As for why it broke my heart, there are so many reasons. There’s something tragic about listening to the family speak about Kurt Cobain — not Kurt Cobain the legend, but Kurt Cobain of Aberdeen, Washington, son of Don and Wendy Cobain. Thanks to the home movies, we literally watch him grow up, evolving from a beautiful child to a pre-teen so impossible that no one in the family could tolerate him. Through his doodles and recordings we also understand that Cobain was a young genius, with a quick and complicated brain that often veered into darker territory.

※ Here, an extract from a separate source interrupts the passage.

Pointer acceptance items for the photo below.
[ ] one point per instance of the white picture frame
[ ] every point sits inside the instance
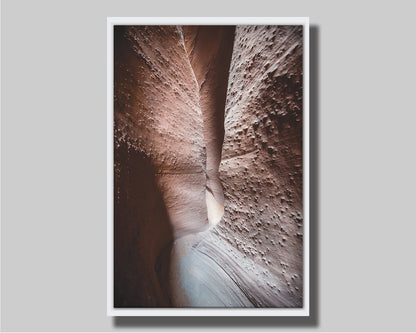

The heartbreak mounts the more successful Cobain gets. With the band’s fame comes Cobain’s increased discomfort. He found an art form to channel his creative genius, but it’s also clear that fame was never his ambition and not only does the spotlight not suit him, it genuinely upsets him. As he becomes addicted to heroin the heartbreak grows ten-fold. There is no glamour to the life of a junkie and the film doesn’t shy away from that. Some of the movie is downright hard to watch, but amidst the sadness there are also elements not so tragic. There’s the revelation that Cobain was not just a troubled musical genius, but also a shy guy with a sense of humor, who wanted to please people, liked to tease his wife, and loved his little girl.
The film would not have been possible at all without the two main women in Cobain’s life — his wife and his daughter. Morgen, the filmmaker, told NPR that Love approached him about making the film after seeing his previous work. Morgen told NPR that she’d said, “The world knows Kurt from Nirvana, but in our storage unit, we have a ton of art, and I think that you might be the guy to do some interesting things with it.” As for Frances, who is now 22 and served as an executive producer on the film, she also needed to sign off on the project due to legal ties to Cobain’s name and estate.
Frances told Morgen, “Listen, whatever you do, keep it real and make it honest. That’s the best tribute we can do for Kurt.” Adding, “Wherever I go in the world, people say, ‘Oh my God, your dad is so cool and he’s like Santa Claus,’ and I think that Kurt was about honesty, and let’s make an honest film.”
What emerges is much more than a simple story about a rock hero, it’s the story of a human being with family, and friends, and love, and many issues. It’s the story of an addict, and what it means to be an addict even in the midst of fame — a side of the story that’s hard to watch, but important to understand.
In an interview with the New York Times, Love said of the film, “It was time to examine this person and humanize him and decanonize these values that he allegedly stood for…”
Perhaps most significantly, Frances wanted the film to be filled with truth, and it is.
Montage of Heck airs tonight on HBO at 9 pm.